Trzykrotne badanie tajemniczego proszku, który nieznany nadawca wysłał na adres przemyskiego biura poselskiego Marka Kuchcińskiego, ostatecznie wykluczyło, by substancja ta mogła być groźna dla zdrowia lub życia - poinformował zastępca państwowego powiatowego inspektora sanitarnego w Przemyślu Andrzej Borowski.

Proszek badano pod kątem wąglika i wynik po trzech kolejnych próbach był negatywny. W tej sytuacji nie zachodzi już konieczność innych badań, choć nie można wykluczyć, że Sanepid zechce jeszcze ustalić, co to była za substancja. Badanie przeprowadzono w oddziale laboratoryjnym Powiatowej Stacji Sanitarno- Epidemiologicznej w Tarnobrzegu.

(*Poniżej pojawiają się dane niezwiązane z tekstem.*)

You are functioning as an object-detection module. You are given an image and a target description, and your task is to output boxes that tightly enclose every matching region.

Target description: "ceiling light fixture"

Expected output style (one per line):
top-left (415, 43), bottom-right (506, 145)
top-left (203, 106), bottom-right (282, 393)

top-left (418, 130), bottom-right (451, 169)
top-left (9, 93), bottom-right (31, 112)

Uzyskany wynik pozwoli na zwolnienie z obserwacji na oddziale zakaźnym przemyskiego szpitala księgowej zatrudnionej w biurze posła Kuchcińskiego, która otwierała list z tajemniczym proszkiem i miała z nim bezpośredni kontakt. Cztery pozostałe pracownice pozostawały jedynie pod kontrolą lekarską.

Do zdarzenia doszło w poniedziałek. Przy otwieraniu codziennej poczty z jednej z kopert wysypał się biały proszek. Powiadomiono policję, Straż Pożarną i Sanepid. Na kilku znajdujących się w kopercie kartkach, zapisanych ręcznym pismem, były też pogróżki,

których treści policja i prokuratura nie ujawniły.